Melatonin is a hormone that should not be taken lightly, and one needs to consider the purity of melatonin products.  Especially with the availability of products on the internet, supplements are regulated in different ways than prescription drugs are. Health Canada does not monitor manufacturing practices, and contaminants have been found in various supplements on the market. In Canada, you can get some assurance regarding quality by looking for packages that display an NPN number.  

So, while a tablet may seem like a quick fix, there are safer, more effective strategies that you could incorporate into your routine.


Types and causes of insomnia 

There are varying types and degrees of sleep problems, which may respond to different treatments. Insomnia is a common complaint, particularly among older adults, with as many as 35% of adults reporting episodes of insomnia. Many people experience periods of short-term insomnia that lasts for less than three months, and 10% have chronic insomnia, which is defined as having difficulty sleeping at least three times a week lasting for more than three months, according to the AASM. Some sleep problems may be related to hormonal changes or other health conditions. 

Women report higher rates of insomnia (55% of adults), especially around menopause when they develop hot flashes and night sweats, affecting their sleep quality. 

Sleep apnea can also be a culprit, a sleep disorder where breathing is interrupted repeatedly during sleep. Characterized by loud snoring and episodes of stop breathing.  It is estimated that A 10% increase in body weight raises the risk of sleep apnea by six times.

Don't assume that sleep problems are a normal part of the aging process; instead, they're treatable problems. 

Improving sleep without drugs 

One promising option is cognitive behavioural therapy (CBT).

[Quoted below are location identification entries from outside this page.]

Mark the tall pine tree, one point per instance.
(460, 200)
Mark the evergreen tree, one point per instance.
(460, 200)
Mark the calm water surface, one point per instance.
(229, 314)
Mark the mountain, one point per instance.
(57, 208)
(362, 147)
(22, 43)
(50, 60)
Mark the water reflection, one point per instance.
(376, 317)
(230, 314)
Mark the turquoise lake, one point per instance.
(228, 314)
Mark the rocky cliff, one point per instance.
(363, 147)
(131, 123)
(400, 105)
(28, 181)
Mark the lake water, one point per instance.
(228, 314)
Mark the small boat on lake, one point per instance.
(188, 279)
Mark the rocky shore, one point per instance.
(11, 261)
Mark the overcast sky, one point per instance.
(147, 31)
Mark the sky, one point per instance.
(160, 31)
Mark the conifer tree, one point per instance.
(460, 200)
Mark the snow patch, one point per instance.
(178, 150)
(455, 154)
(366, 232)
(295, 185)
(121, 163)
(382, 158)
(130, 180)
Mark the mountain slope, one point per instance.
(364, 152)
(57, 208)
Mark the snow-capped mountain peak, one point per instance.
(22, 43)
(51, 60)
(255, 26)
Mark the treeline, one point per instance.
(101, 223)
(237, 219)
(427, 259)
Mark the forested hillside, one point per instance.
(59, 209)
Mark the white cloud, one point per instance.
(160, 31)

It is as effective as medications and may work for longer, but it requires more effort and commitment than simply taking a pill. 

CBT is typically administered in a four to 10-week program that helps you make lasting changes to your sleep habits (that may seem counterintuitive) and improve your “sleep hygiene.”  This might include, for example, limiting the time you spend in bed — thus training you to avoid being in bed unless you are sleeping. The strategy is simple in theory but very hard to carry out for most people.

Good sleep habits include the following: 

Go to bed and wake up at the same time each day.
Avoid electronic devices at least two hours before bed, even with adjusted blue light.

Sleep in a quiet, dark, cool space. 

Avoid caffeine late in the day; this could include black tea for some people. 

Get regular exercise. While some experts advise exercising in the morning, there's no clear evidence that the time of day you exercise matters when it comes to sleep quality.

Avoid alcohol before bed. Alcohol may help you fall asleep faster, but it generally results in more fragmented sleep, and sleep quality in people who are alcohol users tends to be worse. 

In addition, detecting and addressing underlying health issues can help solve sleep problems. These include sleep apnea, depression, and movement disorders, such as restless legs syndrome. 

However, if these strategies don't help, and your insomnia frequently interferes with daily activities, it's time to visit your doctor.